Alloy Enterprises entwickelt Technologien in den Bereichen Wärme-, Maschinenbau- und Material­wissenschaften. Kern ist eine proprietäre Plattform für Direktflüssigkeitskühlungskomponenten. Nach Unternehmensangaben kann damit die Wärmemanagementeffizienz um bis zu 35 % gesteigert und der Druckabfall um bis zu 75 % reduziert werden, was den Energiebedarf von Kühlsystemen senken kann.

„Mit der Übernahme von Alloy Enterprises ermöglichen wir unseren Kunden, den sich schnell ändernden Computing-Anforderungen einen Schritt voraus zu sein.

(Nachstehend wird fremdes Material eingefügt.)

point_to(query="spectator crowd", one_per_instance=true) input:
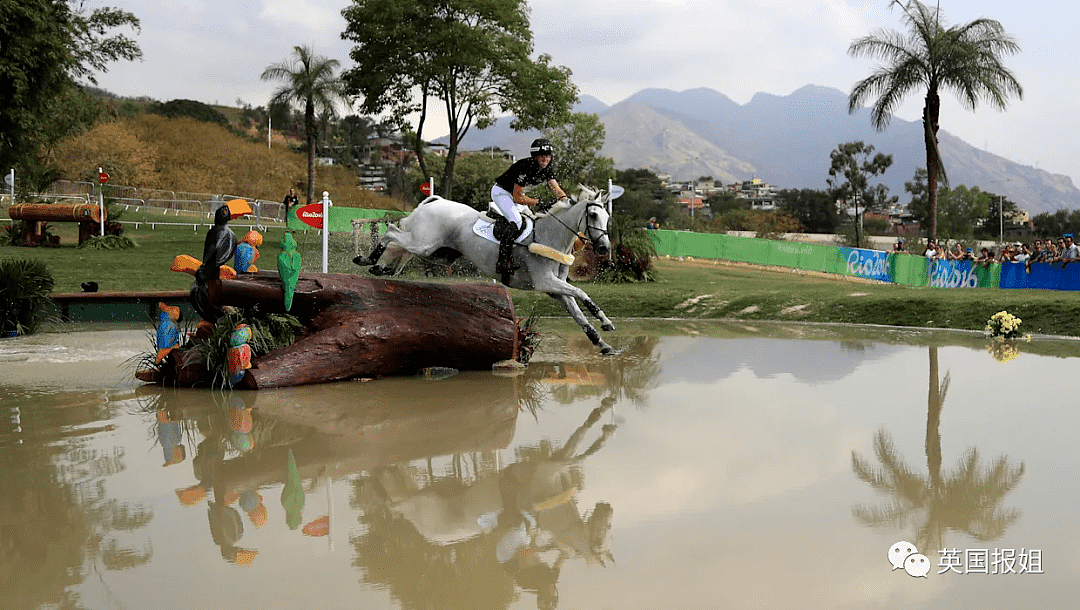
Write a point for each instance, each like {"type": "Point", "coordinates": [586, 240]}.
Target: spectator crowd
{"type": "Point", "coordinates": [1064, 251]}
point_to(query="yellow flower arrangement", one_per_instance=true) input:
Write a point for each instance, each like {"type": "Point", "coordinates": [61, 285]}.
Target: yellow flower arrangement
{"type": "Point", "coordinates": [1003, 324]}
{"type": "Point", "coordinates": [1002, 351]}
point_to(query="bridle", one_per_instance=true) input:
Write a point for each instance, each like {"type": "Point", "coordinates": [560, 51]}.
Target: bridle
{"type": "Point", "coordinates": [589, 229]}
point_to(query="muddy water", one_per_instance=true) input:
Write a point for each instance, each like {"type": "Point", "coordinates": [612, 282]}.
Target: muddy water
{"type": "Point", "coordinates": [707, 465]}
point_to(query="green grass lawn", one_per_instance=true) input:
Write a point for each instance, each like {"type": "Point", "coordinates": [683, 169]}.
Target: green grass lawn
{"type": "Point", "coordinates": [700, 289]}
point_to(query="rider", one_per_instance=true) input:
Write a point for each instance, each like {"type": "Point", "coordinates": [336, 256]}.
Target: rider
{"type": "Point", "coordinates": [509, 191]}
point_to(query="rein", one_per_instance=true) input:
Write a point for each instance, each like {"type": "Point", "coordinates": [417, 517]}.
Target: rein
{"type": "Point", "coordinates": [589, 229]}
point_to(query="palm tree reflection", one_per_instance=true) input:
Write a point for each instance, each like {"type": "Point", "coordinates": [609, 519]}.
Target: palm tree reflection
{"type": "Point", "coordinates": [455, 543]}
{"type": "Point", "coordinates": [963, 500]}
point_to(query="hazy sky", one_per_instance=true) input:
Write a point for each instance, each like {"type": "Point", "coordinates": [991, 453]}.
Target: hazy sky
{"type": "Point", "coordinates": [215, 51]}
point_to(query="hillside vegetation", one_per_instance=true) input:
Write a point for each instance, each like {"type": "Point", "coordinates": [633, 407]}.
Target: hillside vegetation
{"type": "Point", "coordinates": [151, 151]}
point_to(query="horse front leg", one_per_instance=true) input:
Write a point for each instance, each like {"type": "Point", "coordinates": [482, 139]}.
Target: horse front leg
{"type": "Point", "coordinates": [571, 307]}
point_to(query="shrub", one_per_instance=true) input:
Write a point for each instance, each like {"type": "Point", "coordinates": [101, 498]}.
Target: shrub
{"type": "Point", "coordinates": [25, 285]}
{"type": "Point", "coordinates": [632, 254]}
{"type": "Point", "coordinates": [108, 242]}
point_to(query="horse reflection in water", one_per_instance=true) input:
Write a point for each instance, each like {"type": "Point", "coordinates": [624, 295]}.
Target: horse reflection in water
{"type": "Point", "coordinates": [523, 518]}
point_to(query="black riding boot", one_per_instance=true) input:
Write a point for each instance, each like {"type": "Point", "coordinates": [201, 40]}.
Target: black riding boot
{"type": "Point", "coordinates": [372, 258]}
{"type": "Point", "coordinates": [507, 233]}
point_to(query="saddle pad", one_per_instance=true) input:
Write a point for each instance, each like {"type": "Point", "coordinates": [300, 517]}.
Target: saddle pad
{"type": "Point", "coordinates": [484, 227]}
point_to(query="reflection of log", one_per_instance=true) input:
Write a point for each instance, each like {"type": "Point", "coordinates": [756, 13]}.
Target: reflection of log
{"type": "Point", "coordinates": [345, 429]}
{"type": "Point", "coordinates": [36, 214]}
{"type": "Point", "coordinates": [368, 327]}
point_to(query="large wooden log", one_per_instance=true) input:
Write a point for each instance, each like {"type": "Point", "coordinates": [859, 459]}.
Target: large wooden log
{"type": "Point", "coordinates": [361, 326]}
{"type": "Point", "coordinates": [56, 212]}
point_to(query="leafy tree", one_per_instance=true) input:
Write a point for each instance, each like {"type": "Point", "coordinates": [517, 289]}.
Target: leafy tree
{"type": "Point", "coordinates": [311, 83]}
{"type": "Point", "coordinates": [645, 195]}
{"type": "Point", "coordinates": [964, 58]}
{"type": "Point", "coordinates": [726, 201]}
{"type": "Point", "coordinates": [959, 209]}
{"type": "Point", "coordinates": [962, 213]}
{"type": "Point", "coordinates": [999, 209]}
{"type": "Point", "coordinates": [475, 174]}
{"type": "Point", "coordinates": [473, 57]}
{"type": "Point", "coordinates": [197, 110]}
{"type": "Point", "coordinates": [1053, 224]}
{"type": "Point", "coordinates": [853, 162]}
{"type": "Point", "coordinates": [48, 46]}
{"type": "Point", "coordinates": [814, 209]}
{"type": "Point", "coordinates": [577, 158]}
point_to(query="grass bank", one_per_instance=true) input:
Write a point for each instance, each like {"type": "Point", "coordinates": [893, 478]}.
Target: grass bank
{"type": "Point", "coordinates": [694, 289]}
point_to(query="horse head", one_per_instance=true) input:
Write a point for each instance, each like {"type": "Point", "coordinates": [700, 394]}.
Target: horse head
{"type": "Point", "coordinates": [594, 222]}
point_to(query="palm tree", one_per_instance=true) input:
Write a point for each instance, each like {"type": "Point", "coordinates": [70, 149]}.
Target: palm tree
{"type": "Point", "coordinates": [310, 82]}
{"type": "Point", "coordinates": [963, 58]}
{"type": "Point", "coordinates": [964, 500]}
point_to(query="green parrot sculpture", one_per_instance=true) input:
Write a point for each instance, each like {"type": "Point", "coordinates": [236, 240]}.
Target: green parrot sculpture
{"type": "Point", "coordinates": [288, 268]}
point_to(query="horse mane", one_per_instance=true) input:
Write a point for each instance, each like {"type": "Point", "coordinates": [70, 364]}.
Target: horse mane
{"type": "Point", "coordinates": [583, 193]}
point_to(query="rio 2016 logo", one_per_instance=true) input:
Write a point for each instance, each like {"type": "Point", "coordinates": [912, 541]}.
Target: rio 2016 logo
{"type": "Point", "coordinates": [904, 555]}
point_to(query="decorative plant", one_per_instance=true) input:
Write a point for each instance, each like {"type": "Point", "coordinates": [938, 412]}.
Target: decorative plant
{"type": "Point", "coordinates": [1003, 324]}
{"type": "Point", "coordinates": [269, 331]}
{"type": "Point", "coordinates": [632, 254]}
{"type": "Point", "coordinates": [1002, 351]}
{"type": "Point", "coordinates": [108, 242]}
{"type": "Point", "coordinates": [25, 286]}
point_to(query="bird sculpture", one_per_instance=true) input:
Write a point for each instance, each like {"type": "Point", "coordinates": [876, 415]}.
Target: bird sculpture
{"type": "Point", "coordinates": [218, 247]}
{"type": "Point", "coordinates": [167, 334]}
{"type": "Point", "coordinates": [247, 253]}
{"type": "Point", "coordinates": [288, 268]}
{"type": "Point", "coordinates": [240, 353]}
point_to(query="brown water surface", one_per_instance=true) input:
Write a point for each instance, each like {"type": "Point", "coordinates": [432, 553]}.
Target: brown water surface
{"type": "Point", "coordinates": [707, 465]}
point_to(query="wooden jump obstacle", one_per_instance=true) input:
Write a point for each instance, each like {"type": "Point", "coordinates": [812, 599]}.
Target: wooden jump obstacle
{"type": "Point", "coordinates": [362, 327]}
{"type": "Point", "coordinates": [89, 216]}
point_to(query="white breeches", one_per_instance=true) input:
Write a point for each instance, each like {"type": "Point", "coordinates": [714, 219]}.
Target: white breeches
{"type": "Point", "coordinates": [504, 202]}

Die Technologie erlaubt es uns, das gesamte Wärmemanagement eines Rechenzentrums zu optimieren – damit stärken wir unsere Kernkompetenzen und unser Gesamtportfolio, was wiederum unser langfristiges Engagement, eine Führungsrolle bei fortschrittlichen Wärme­managementlösungen für geschäftskritische Anwendungen einzunehmen, unterstreicht”, erklärt Lei Schlitz, Vice President und President, Global Products & Solutions. „Wir sind bereit, neue Standards in der Kühleffizienz und -kapazität zu setzen und unsere Kunden dabei zu unterstützen, Lösungen mit den passenden integrierten Technologien schneller zu implementieren. Wir freuen uns darauf, die talentierten Kolleginnen und Kollegen von Alloy bei Johnson Controls willkommen zu heißen.”

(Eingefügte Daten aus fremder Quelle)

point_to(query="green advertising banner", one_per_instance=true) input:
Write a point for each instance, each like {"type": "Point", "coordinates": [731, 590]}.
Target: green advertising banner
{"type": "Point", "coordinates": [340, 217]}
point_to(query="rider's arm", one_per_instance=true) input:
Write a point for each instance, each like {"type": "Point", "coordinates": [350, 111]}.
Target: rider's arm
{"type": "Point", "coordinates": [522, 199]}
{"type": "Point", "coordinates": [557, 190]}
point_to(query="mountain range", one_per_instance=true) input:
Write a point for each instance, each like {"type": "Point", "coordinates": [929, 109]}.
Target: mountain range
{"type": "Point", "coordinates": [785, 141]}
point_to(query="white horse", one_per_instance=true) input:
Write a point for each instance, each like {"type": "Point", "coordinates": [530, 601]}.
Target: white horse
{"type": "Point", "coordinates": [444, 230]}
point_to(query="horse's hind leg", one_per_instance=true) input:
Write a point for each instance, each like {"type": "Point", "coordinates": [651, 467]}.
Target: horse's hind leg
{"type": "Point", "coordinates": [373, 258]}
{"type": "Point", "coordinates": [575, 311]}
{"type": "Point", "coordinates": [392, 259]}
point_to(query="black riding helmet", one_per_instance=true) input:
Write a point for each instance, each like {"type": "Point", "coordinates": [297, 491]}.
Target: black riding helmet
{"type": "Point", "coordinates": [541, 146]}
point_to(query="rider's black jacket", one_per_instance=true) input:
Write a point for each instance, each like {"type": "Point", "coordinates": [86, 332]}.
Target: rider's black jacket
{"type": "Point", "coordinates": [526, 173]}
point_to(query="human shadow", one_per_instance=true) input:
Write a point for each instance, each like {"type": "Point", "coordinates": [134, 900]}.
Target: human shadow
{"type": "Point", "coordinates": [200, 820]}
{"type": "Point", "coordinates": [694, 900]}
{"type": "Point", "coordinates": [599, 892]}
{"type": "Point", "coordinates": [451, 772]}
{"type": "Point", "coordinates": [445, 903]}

Durch die Übernahme wird das Portfolio für Rechenzentren um differenzierte Flüssigkeitskühltechnologien erweitert. Die Lösungen von Alloy Enterprises sind auf die Kühlung zentraler Komponenten wie GPUs, CPUs, Speicher und Netzwerkschnittstellen ausgelegt. Ergänzt wird das bestehende Angebot unter anderem durch die Silent-Aire-Plattform für Kühlleistungen von 500 kW bis über 10 MW sowie Absorptionskühler zur Abwärmenutzung.

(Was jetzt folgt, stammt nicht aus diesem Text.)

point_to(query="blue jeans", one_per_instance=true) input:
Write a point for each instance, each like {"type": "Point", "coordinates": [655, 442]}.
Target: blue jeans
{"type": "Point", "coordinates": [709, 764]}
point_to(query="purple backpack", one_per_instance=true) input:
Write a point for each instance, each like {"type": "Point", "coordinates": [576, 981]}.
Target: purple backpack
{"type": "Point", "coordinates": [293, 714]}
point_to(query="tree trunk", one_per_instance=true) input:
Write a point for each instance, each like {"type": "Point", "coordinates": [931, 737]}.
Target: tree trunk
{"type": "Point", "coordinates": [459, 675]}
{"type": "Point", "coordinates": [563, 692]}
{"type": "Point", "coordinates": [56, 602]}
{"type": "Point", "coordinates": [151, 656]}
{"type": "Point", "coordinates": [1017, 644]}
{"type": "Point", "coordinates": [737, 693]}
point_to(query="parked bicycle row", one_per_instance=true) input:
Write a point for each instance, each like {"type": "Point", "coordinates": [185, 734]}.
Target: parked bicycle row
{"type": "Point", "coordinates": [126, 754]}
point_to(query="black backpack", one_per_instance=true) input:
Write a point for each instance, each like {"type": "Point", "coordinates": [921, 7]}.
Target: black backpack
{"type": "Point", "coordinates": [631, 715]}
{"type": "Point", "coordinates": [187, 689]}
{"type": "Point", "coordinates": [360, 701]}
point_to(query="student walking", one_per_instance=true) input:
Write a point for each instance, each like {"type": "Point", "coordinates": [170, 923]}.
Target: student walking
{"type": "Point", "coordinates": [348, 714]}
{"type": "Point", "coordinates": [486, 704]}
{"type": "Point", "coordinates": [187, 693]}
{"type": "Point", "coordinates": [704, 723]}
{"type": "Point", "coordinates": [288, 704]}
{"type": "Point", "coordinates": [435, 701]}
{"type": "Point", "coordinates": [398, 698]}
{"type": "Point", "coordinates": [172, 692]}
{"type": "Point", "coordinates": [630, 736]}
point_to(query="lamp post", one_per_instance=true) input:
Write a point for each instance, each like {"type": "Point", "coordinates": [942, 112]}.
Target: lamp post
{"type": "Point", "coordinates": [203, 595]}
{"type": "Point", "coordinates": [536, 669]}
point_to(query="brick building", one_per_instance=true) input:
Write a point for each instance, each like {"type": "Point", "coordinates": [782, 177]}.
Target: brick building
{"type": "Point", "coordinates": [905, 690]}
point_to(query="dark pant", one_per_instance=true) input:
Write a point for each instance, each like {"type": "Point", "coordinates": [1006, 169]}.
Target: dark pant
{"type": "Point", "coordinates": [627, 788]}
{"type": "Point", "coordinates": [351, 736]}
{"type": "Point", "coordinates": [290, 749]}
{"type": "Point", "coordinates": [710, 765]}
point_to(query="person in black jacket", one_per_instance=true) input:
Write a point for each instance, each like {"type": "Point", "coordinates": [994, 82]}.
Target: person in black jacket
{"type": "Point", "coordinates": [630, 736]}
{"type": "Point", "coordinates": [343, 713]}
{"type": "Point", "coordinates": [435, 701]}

„Wir freuen uns sehr, ein Teil von Johnson Controls zu werden und die Einführung unserer einzigartigen Technologie zu beschleunigen”, so Alison Forsyth, Mitbegründerin und CEO von Alloy Enterprises. „Wir werden zukünftig sehr eng zusammenarbeiten, um die Herausforderungen in Rechenzentren und anderen unternehmenskritischen Umgebungen zu lösen. Dabei freuen wir uns auf das neue Kapitel und darauf, gemeinsam mit einem der weltweit angesehensten und erfahrensten Marktführer für innovative Wärmemanagementlösungen weiter zu wachsen.”

Der Abschluss der Transaktion wird im dritten Quartal des Geschäftsjahres erwartet, vorbehaltlich üblicher Bedingungen und behördlicher Genehmigungen.